The throw will be the same if they're both XM-L's light output and pattern is dependent on what kind of led is in the module and the reflector design, smooth reflectors throw more, orange peel throw less but have a smoother beam pattern. If it was between these two lights I'd choose the 502B because it has better construction. The 501B has rather flimsy threads and is machined with thinner walls on everything.

But honestly when it comes to P60 flashlights. I always recommend people get a decent host and worry about drop ins later. The Solarforce L2P is far and away a much much better light than any Ultrafires, much more water resistant. I've taken mine diving in swimming pools and even lighting up a hot tub at night for hours at a time and not a single drop of water made its way into the light. Also the hard anodizing is much more durable. A nice plus too is there are lots of accessories for these like various stainless steel bezels, different tailcaps, a lantern head, 18650 extensions for running 2 cell, a turbo head.


----------



## Davis (Jun 22, 2012)

That’s good to know about the reflectors and I’ll keep that in mind as I’m looking around. I’ve been looking around for an inexpensive 1000 lumen (or close to that as possible) flashlight and after checking out the 501B and 502B’s I came across the UltraFire UF-2100 advertised at 1000 lm either 3 or 5 mode and I’d probably go with 5 mode. I’m still relatively new to this hobby and as I look around I’m finding varying prices with different vendors, overseas, etc. and I just want something really bright with a battery and charger that doesn’t cost an arm and a leg.


----------



## qwertyydude (Jun 23, 2012)

Well if you want to go bright for cheap, one of the best bang for the bucks has got to be the Romisen RC-T601 from Shiningbeam. It will put out more lumens than many claimed "1000" lumen lights. And I can guarantee you that no P60 light is 1000 lumens, often the modules use a 1.5 amp driver which limits overall brightness because you can't run high currents in the light due to the thermal limits of the P60 format.

That said the only problem I have with the Romisen RC-T601 is it's not regulated, with my high current capable cells it'll pull a dangerously high 6 amps. So the light is sorta picky about cells, it likes cheaper cells which naturally limit the current to 4 amps or so. I fixed this by putting a 3.5 amp driver in it.

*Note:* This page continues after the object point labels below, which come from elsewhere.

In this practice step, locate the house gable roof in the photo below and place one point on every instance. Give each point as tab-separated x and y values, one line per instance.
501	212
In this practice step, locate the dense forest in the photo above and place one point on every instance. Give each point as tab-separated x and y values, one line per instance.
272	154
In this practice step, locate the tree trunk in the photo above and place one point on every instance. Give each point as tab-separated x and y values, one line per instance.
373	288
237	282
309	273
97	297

Another possibility is my personal favorite for modding because it's so cheap at $20 is the KD C8 XML, the 3 mode is the least annoying out of all your choices. Mine is simply a 1 mode but it's custom built. The C8 will have an actual regulator that works properly.


----------



## moderator007 (Jun 23, 2012)

I agree with qwertydude. Almost all P60 drop-in's are under driven because they don't have a good thermal path. One of the best bang for buck (with lots of lumens) mods I think is the drop-in that can be modified to fit a maglite. Either a 2D with 2 18650's or 2-3AA series adapters or a 6D mag. The drop-in can be found at kaidomain also sku# S010022.


----------



## Mike_TX (Jul 6, 2012)

My beef with the 502 is that they (the ones I have, at least) have a slick glossy finish and a stiff tailcap switch, and that results in the flashlight body slipping through my hands when I try to operate it with my thumb. I use the standard grip - my fingers wrapped around the body and my thumb operating the taiilcap switch, and I almost have to use two hands to work the darn things.

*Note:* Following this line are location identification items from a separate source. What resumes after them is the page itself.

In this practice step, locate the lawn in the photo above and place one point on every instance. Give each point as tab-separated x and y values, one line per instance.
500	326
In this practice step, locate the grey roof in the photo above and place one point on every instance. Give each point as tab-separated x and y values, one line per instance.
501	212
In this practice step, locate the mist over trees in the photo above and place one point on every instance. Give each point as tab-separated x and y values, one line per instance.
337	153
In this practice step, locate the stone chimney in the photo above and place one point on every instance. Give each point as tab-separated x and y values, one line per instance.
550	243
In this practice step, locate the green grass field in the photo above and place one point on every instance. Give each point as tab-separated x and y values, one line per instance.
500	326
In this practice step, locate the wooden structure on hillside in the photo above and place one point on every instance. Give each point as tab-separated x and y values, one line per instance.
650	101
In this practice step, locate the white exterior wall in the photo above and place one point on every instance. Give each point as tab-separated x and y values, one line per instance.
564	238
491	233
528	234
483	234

Yes the 501 is a little more lightweight, but I have a half dozen of them and I've never had a problem with the threads or with the construction in general. And the matte-finish anodizing makes for a better grip IMO. My 502's sit idle while my 501's get all the action.

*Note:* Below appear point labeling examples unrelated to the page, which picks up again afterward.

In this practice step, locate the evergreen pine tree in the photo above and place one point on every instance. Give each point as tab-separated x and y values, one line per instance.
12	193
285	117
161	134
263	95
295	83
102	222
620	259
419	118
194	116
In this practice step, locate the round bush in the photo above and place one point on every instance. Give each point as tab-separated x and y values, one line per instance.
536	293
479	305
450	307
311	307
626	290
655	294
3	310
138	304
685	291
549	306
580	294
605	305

Oh, and as mentioned already, the 501 and 502 are essentially the same unit in that they are both 1x18650 P60 hosts with virtually identical gross dimensions, so with the same drop-in they will be the same in terms of brightness and beam pattern.

.
.


----------



## QuePsi83 (Jul 14, 2012)

Hello all. This is my 2nd post overall. I'm still the FNG I guess. Anyway, a lumen-infected mosquito bit me a few months ago and I caught 'lumen..nesia' (on a low budget) and picked up the Ultrafire Triplet - 501B, 502B and C8. The 501B and 502B are running 1000 lumen CREE XM-L T6s and the C8 is running the 1300 lumen CREE XM-L T6. I've transitioned the SF-6P I purchased back in 2001 to a weapon light role on a picatinny tri-rail. It (the 6P) is running a 750 Lumen Q5 drop-in but will be upgraded to a 1000 lumen CREE XM-L T6 drop-in as soon as that drop-in arrives in a few days it also sports a Solarforce Tactical Head.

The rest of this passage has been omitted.